我倒是看不出什么端倪,直到发现景承的面色越来越沉重,他快速的翻阅信纸,动作越来越焦躁,看完最后一封景承抓起桌上的卷宗,焦急的查看空白行出现的时间,等他抬头时满脸的震惊。
“你刚才说这些信件上的内容是你抄录的,那原件呢?”景承惊诧转头问齐国栋。
“审核后我交给姜谨了。”
“……”景承顿时瞪大眼睛,怒目圆瞪盯着齐国栋,重重把信纸扔在地上一把拧住齐国栋衣领,推到墙上大声的咆哮。“你知不知道这些信上写的都是什么,这是上交的作业,是蜕变的日记,你不是有经验吗,你有屁的经验,六十年你都白活了,你这是犯罪,是帮凶,是……去你妈的,废物,废物,废物!”
突然起来的变故让我不知所措,齐国栋目瞪口呆被吓傻,景承活脱成了一个疯子,上蹿下跳语无伦次的谩骂,嘴里重复着废物两字,我看见齐国栋呼吸开始变的困难,连忙上前把景承拉开,他还试图冲上去发泄,如果不是我阻拦真不知道他会干出什么事。
我第一次看见狂怒的景承,凌乱的长发让他看上去像被激怒的野兽,齐国栋吃力的解开衣领纽扣喘息,同样怒火中烧理直气壮反驳:“这是监狱的规定,我只是按照流程办理,我没有错,你凭什么骂我。”
“你他妈还敢说。”景承从椅子上愤怒的冲起来,我用力拦在他身前,景承指着齐国栋破口大骂。“谁他妈让你给他信的,谁允许你这样做的,你知不知道写这些信的是谁,是执行者!就是因为你,知不知道会死多少人!”

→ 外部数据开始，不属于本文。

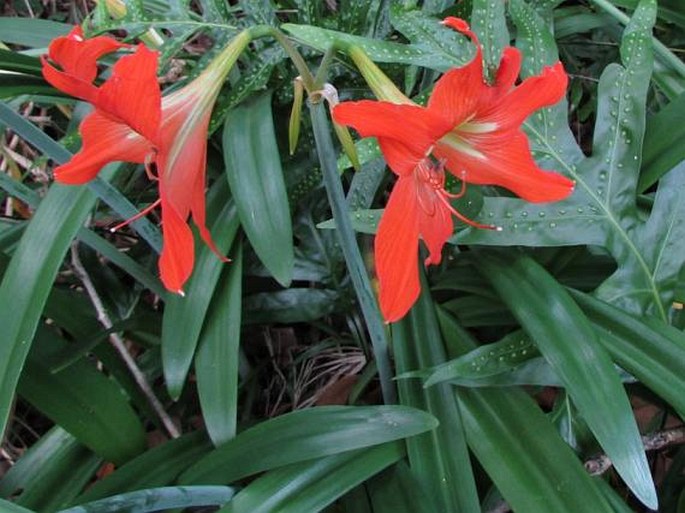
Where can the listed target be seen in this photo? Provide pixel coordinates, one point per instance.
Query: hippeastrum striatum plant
(132, 122)
(474, 131)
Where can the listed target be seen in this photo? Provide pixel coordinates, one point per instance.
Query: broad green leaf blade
(397, 491)
(447, 480)
(602, 210)
(216, 361)
(29, 277)
(518, 447)
(37, 481)
(652, 351)
(646, 280)
(523, 454)
(10, 507)
(489, 22)
(426, 32)
(486, 360)
(306, 434)
(568, 342)
(350, 249)
(184, 316)
(83, 401)
(253, 169)
(311, 486)
(159, 466)
(32, 32)
(377, 50)
(156, 499)
(289, 306)
(662, 151)
(122, 260)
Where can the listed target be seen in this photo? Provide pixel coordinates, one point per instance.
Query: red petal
(67, 83)
(132, 93)
(509, 164)
(457, 93)
(407, 132)
(104, 141)
(435, 229)
(182, 161)
(396, 251)
(78, 56)
(399, 157)
(532, 94)
(177, 258)
(198, 210)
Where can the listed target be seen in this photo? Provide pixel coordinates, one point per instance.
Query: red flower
(474, 130)
(132, 122)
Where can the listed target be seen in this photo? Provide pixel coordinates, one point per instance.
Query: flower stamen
(433, 174)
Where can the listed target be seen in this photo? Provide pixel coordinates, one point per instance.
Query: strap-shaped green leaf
(158, 466)
(568, 342)
(602, 210)
(306, 434)
(313, 485)
(83, 401)
(489, 22)
(32, 32)
(439, 459)
(518, 446)
(37, 479)
(253, 169)
(29, 278)
(216, 361)
(378, 51)
(184, 316)
(156, 499)
(652, 351)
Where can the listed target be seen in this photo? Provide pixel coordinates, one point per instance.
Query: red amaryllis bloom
(474, 130)
(132, 122)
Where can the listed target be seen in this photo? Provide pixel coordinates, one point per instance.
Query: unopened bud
(295, 113)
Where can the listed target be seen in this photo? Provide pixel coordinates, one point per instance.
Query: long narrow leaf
(348, 243)
(216, 362)
(439, 459)
(306, 434)
(567, 341)
(154, 468)
(83, 401)
(185, 315)
(518, 446)
(37, 481)
(311, 486)
(253, 170)
(156, 499)
(28, 280)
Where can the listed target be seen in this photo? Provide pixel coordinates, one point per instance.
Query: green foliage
(275, 366)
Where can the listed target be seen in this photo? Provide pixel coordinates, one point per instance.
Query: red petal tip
(457, 24)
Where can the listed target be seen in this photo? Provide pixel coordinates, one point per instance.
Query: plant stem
(120, 345)
(265, 30)
(348, 243)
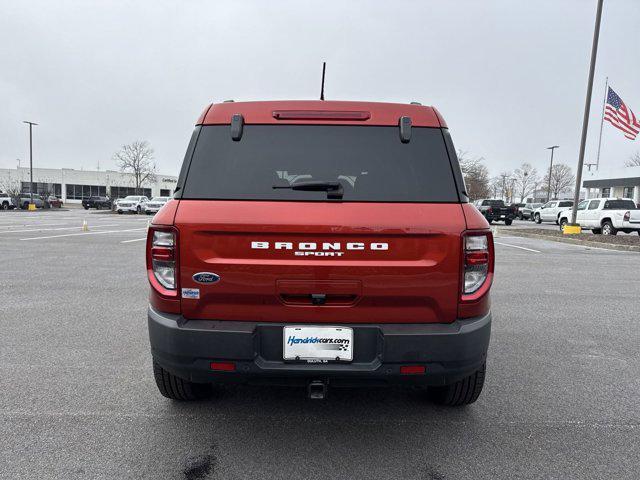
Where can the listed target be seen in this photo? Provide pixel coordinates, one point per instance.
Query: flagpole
(604, 103)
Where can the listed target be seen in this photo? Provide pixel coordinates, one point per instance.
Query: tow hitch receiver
(317, 390)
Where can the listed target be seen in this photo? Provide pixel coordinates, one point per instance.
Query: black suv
(96, 202)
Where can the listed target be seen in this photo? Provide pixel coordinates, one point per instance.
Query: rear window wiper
(333, 189)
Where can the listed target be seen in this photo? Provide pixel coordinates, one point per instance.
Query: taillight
(162, 260)
(478, 264)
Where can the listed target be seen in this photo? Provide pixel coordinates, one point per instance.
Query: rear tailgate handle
(318, 299)
(319, 292)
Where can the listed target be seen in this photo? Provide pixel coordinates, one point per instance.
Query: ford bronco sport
(320, 243)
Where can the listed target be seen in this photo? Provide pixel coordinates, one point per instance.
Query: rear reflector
(223, 366)
(412, 370)
(320, 115)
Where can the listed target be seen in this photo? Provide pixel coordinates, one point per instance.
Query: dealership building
(620, 182)
(73, 185)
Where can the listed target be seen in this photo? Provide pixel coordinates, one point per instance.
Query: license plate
(318, 343)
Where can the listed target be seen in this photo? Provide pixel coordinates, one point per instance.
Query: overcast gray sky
(509, 76)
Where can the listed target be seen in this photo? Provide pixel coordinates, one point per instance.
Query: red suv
(320, 243)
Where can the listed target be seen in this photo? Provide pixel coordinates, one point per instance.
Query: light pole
(585, 119)
(550, 168)
(31, 124)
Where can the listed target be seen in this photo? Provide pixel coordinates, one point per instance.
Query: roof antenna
(324, 66)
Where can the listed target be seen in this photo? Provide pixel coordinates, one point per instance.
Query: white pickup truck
(605, 215)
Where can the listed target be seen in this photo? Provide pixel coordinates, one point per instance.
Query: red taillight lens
(478, 262)
(162, 260)
(320, 115)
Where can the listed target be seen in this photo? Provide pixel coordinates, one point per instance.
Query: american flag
(620, 116)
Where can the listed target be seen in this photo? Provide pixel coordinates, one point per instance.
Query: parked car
(25, 200)
(496, 211)
(7, 202)
(517, 207)
(257, 276)
(550, 211)
(132, 204)
(54, 202)
(605, 215)
(526, 212)
(97, 202)
(155, 204)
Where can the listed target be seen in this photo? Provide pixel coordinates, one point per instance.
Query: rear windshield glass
(619, 205)
(371, 164)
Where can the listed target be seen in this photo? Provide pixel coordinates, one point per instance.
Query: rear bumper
(449, 352)
(497, 217)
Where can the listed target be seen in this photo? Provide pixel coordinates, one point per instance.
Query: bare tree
(634, 160)
(505, 185)
(526, 179)
(476, 175)
(561, 179)
(136, 159)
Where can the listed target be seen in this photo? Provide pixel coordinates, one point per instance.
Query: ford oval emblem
(206, 277)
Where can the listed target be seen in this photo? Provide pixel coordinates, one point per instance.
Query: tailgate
(317, 262)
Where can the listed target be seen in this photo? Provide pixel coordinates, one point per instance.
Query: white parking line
(83, 233)
(134, 240)
(55, 229)
(517, 246)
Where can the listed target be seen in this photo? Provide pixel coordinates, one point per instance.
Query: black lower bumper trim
(448, 351)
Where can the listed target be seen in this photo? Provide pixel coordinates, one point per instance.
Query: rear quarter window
(371, 163)
(619, 205)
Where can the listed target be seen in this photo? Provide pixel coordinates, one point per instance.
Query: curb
(576, 241)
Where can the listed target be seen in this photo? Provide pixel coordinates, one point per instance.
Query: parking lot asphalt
(78, 401)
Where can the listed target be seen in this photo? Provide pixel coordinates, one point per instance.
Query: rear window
(371, 163)
(619, 205)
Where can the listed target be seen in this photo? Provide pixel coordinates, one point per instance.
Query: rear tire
(463, 392)
(177, 388)
(608, 228)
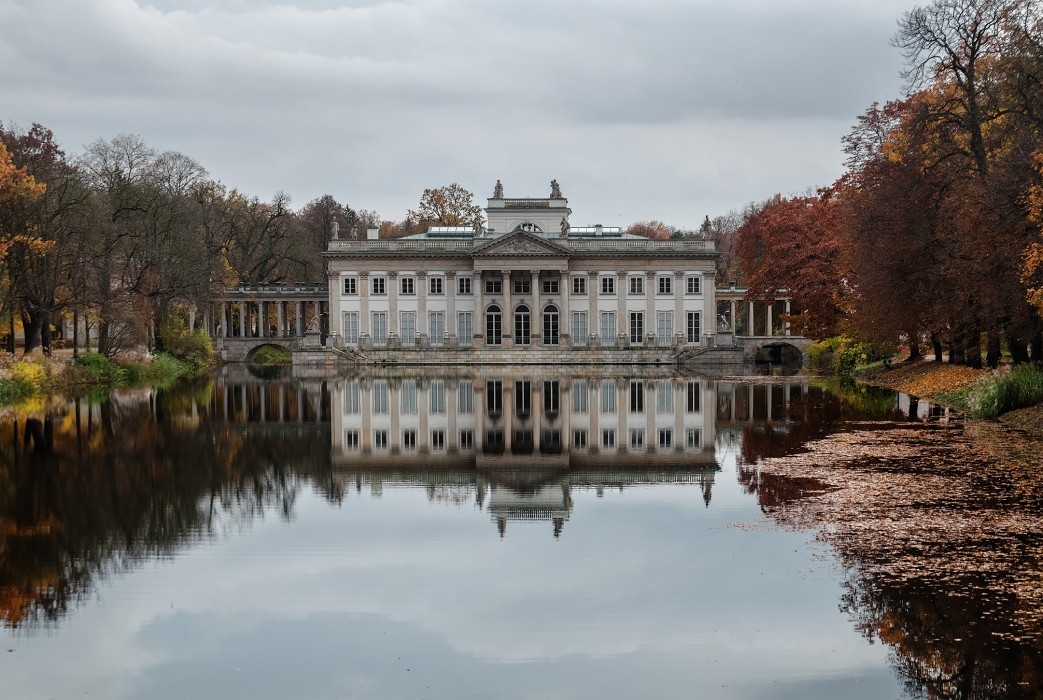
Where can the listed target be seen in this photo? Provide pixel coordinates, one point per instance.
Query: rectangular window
(692, 397)
(436, 327)
(408, 326)
(664, 397)
(664, 327)
(381, 396)
(465, 328)
(608, 396)
(465, 397)
(409, 439)
(438, 439)
(579, 328)
(467, 439)
(352, 439)
(693, 327)
(637, 396)
(580, 396)
(608, 327)
(352, 397)
(350, 327)
(380, 327)
(436, 395)
(636, 327)
(407, 394)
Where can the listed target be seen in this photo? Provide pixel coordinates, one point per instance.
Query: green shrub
(997, 394)
(842, 354)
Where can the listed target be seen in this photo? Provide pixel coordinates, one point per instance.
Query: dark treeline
(932, 235)
(125, 237)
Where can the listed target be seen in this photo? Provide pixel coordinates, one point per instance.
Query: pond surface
(502, 533)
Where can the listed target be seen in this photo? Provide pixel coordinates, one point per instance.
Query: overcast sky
(665, 110)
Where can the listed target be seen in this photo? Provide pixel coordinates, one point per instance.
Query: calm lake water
(501, 533)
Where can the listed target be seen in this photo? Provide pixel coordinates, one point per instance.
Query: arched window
(551, 326)
(523, 326)
(493, 326)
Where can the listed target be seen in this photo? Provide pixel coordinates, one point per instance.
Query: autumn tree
(449, 206)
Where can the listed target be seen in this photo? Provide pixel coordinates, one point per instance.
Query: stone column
(537, 310)
(421, 304)
(451, 289)
(622, 319)
(336, 288)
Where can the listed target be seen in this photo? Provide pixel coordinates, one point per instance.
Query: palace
(529, 280)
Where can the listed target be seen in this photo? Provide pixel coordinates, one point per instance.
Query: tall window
(380, 327)
(636, 327)
(350, 327)
(493, 326)
(407, 320)
(664, 323)
(637, 396)
(465, 328)
(436, 327)
(579, 328)
(551, 326)
(693, 327)
(523, 326)
(608, 327)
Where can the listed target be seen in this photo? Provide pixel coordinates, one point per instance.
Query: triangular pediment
(520, 243)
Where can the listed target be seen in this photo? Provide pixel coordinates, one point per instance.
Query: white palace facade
(528, 280)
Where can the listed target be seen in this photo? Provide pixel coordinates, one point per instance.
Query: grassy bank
(23, 378)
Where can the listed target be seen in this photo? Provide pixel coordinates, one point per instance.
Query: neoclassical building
(529, 280)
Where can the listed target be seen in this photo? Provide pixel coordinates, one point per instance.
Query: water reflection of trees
(93, 489)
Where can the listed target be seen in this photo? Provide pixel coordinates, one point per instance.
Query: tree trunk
(993, 352)
(915, 355)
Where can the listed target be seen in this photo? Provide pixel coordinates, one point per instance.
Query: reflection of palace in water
(518, 442)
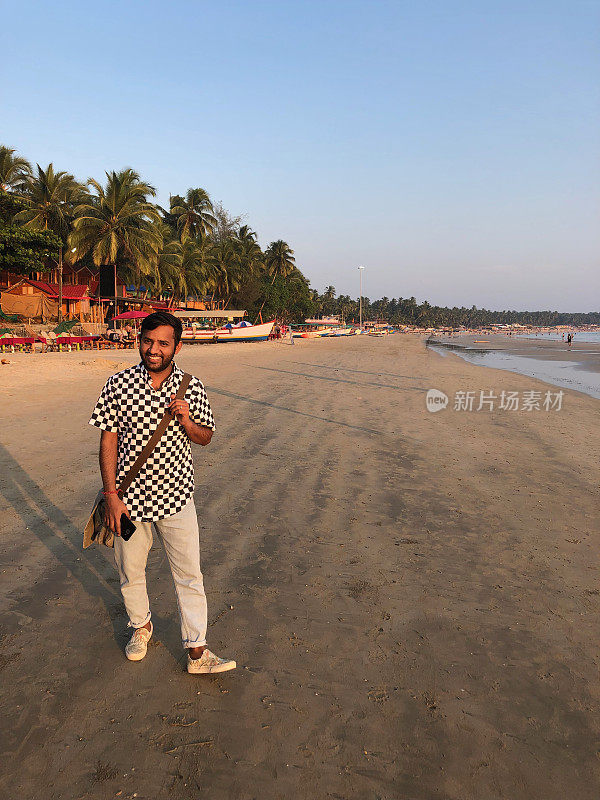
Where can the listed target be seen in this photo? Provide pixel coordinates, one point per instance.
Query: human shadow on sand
(42, 518)
(360, 371)
(368, 384)
(254, 401)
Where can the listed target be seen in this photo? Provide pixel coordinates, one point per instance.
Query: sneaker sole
(212, 670)
(135, 657)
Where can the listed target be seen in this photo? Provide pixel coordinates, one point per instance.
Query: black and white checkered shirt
(129, 406)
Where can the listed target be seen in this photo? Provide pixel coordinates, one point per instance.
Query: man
(128, 412)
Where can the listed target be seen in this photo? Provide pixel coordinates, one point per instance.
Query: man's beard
(158, 366)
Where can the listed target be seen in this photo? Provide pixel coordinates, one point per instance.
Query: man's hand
(114, 508)
(181, 410)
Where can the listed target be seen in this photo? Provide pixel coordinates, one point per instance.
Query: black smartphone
(127, 527)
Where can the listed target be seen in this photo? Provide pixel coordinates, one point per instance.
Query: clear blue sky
(450, 147)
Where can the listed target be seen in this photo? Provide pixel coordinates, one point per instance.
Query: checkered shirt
(129, 406)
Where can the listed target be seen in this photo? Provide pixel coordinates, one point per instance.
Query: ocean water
(582, 336)
(565, 374)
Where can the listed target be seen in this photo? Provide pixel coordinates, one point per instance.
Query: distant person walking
(129, 410)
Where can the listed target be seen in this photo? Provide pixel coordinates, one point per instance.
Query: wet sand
(412, 598)
(585, 353)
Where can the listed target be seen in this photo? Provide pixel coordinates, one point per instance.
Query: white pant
(181, 540)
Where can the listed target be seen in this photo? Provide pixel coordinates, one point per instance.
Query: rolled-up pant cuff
(130, 624)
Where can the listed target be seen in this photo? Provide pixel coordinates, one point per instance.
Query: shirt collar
(176, 373)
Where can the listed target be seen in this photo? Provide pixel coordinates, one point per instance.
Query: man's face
(157, 348)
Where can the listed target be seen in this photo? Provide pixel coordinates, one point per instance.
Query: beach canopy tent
(132, 315)
(28, 305)
(65, 326)
(8, 317)
(243, 324)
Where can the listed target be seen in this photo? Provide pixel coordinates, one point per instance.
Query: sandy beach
(412, 597)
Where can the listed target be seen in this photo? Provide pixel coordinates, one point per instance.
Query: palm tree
(194, 214)
(227, 268)
(14, 170)
(279, 259)
(119, 225)
(50, 198)
(251, 256)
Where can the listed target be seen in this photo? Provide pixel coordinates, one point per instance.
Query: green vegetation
(404, 311)
(193, 250)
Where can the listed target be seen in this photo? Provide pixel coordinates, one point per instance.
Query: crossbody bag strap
(154, 439)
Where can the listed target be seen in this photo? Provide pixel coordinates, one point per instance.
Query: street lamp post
(360, 271)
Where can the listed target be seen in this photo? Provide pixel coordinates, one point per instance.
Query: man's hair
(152, 321)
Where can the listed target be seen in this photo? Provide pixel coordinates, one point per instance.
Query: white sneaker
(209, 662)
(137, 647)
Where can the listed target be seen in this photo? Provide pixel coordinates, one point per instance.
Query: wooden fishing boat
(242, 332)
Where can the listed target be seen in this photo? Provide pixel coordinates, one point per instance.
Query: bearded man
(128, 411)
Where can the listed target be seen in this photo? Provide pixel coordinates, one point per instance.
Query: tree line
(193, 249)
(406, 311)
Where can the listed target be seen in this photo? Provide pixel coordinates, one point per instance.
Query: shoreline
(576, 367)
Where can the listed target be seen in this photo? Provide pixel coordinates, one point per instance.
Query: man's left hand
(181, 410)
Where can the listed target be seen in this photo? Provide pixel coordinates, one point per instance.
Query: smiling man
(129, 410)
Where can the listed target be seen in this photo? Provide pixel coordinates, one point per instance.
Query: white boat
(242, 332)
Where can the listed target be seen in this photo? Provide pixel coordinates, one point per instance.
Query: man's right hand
(113, 510)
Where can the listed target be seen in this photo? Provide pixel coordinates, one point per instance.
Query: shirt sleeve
(200, 410)
(105, 414)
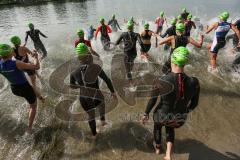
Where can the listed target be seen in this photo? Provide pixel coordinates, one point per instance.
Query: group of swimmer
(15, 63)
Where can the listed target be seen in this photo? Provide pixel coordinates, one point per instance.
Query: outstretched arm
(26, 38)
(118, 25)
(42, 34)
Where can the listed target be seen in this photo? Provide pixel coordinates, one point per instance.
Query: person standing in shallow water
(13, 71)
(91, 31)
(114, 24)
(91, 96)
(104, 30)
(172, 110)
(34, 35)
(130, 39)
(21, 53)
(221, 30)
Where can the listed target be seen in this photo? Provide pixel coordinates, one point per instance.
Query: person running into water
(179, 41)
(171, 31)
(159, 23)
(221, 29)
(114, 24)
(180, 19)
(173, 108)
(105, 30)
(13, 71)
(146, 36)
(91, 31)
(184, 14)
(21, 53)
(234, 37)
(198, 23)
(81, 39)
(189, 24)
(130, 39)
(34, 35)
(90, 95)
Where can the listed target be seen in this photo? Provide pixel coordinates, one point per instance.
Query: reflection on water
(219, 102)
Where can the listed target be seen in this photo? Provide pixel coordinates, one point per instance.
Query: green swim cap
(224, 16)
(180, 56)
(179, 17)
(189, 16)
(80, 33)
(174, 21)
(132, 19)
(161, 13)
(102, 20)
(130, 25)
(146, 26)
(5, 50)
(81, 49)
(15, 40)
(180, 27)
(30, 25)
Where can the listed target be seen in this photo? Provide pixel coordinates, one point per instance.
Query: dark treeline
(5, 2)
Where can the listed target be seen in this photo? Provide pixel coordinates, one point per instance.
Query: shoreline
(30, 2)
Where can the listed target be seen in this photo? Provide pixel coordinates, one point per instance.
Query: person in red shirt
(81, 39)
(105, 30)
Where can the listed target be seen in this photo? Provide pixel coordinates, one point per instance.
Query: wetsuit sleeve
(109, 29)
(26, 38)
(72, 81)
(119, 39)
(42, 34)
(107, 81)
(98, 29)
(165, 34)
(118, 25)
(151, 104)
(194, 101)
(76, 43)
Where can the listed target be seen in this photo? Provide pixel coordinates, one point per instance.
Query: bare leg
(31, 117)
(36, 90)
(168, 151)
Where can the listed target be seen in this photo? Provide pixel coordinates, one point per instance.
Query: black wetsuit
(180, 41)
(24, 59)
(38, 45)
(146, 47)
(129, 39)
(184, 15)
(171, 31)
(188, 28)
(114, 25)
(90, 95)
(173, 108)
(234, 36)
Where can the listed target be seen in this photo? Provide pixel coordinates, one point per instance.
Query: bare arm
(166, 40)
(198, 43)
(26, 38)
(234, 28)
(209, 29)
(28, 66)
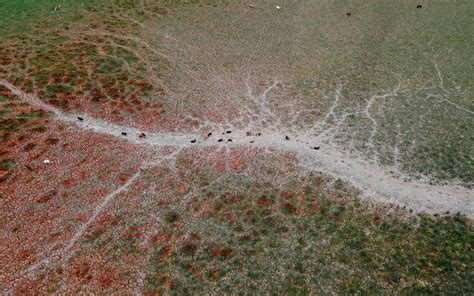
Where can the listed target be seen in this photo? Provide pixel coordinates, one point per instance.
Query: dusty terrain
(225, 147)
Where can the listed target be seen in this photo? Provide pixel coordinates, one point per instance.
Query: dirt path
(376, 182)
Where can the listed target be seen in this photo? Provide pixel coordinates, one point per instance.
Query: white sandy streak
(373, 179)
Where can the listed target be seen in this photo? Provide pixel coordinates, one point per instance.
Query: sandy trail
(375, 181)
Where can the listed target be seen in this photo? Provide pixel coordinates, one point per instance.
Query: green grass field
(385, 83)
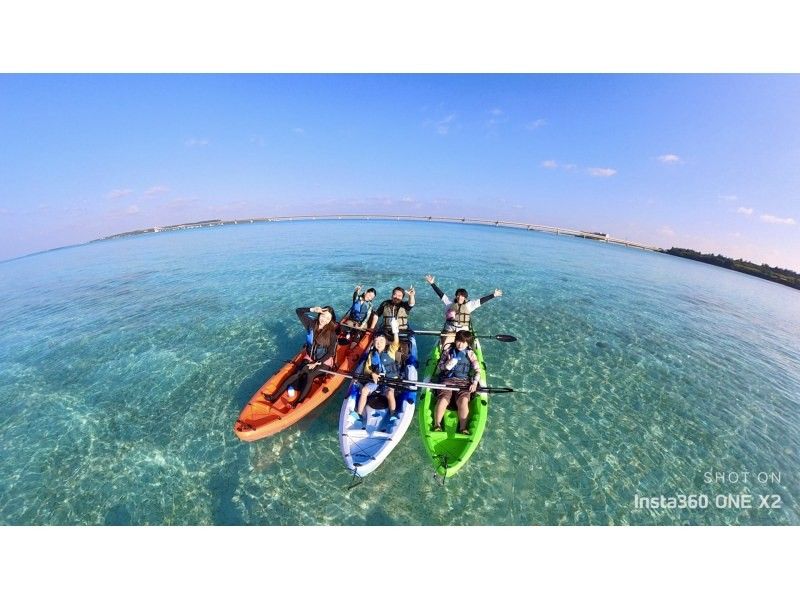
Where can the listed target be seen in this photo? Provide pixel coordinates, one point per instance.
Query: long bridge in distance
(596, 236)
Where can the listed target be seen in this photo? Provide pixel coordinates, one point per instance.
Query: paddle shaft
(402, 382)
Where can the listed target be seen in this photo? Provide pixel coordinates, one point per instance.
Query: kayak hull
(448, 451)
(365, 447)
(261, 418)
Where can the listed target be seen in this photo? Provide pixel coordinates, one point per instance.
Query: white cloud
(604, 172)
(117, 193)
(536, 124)
(770, 219)
(156, 190)
(197, 142)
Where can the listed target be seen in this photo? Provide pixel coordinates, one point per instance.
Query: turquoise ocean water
(124, 364)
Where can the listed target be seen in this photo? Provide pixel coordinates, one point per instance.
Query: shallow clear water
(124, 364)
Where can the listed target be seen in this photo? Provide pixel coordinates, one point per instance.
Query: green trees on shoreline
(779, 275)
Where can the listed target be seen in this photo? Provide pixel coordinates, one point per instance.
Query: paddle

我还想劝阻他,但当我听到景承说出执行者时愣住:“什么?!写信的是时代之星凶案的凶手!”
齐国栋想必是听到景承提及凶手,应该知道事态严重,坐在一旁不敢吱声,我还是好奇那些让景承能瞬间暴怒的信纸上到底写着什么,从地上拾起散落的信纸,按照日期重新排列好,仔细看了半天还是一头雾水。
“这上面写的这些是什么意思?”我问景承。
“黑暗哲学。”
我从景承口中听到简短的答复,他看着我手中的信纸声音平静,因为黑暗是未知混沌的,因此黑暗哲学的核心就是创造不可能存在的东西,这套哲学认为道德造就了虚伪,因为道德本身就是虚伪的。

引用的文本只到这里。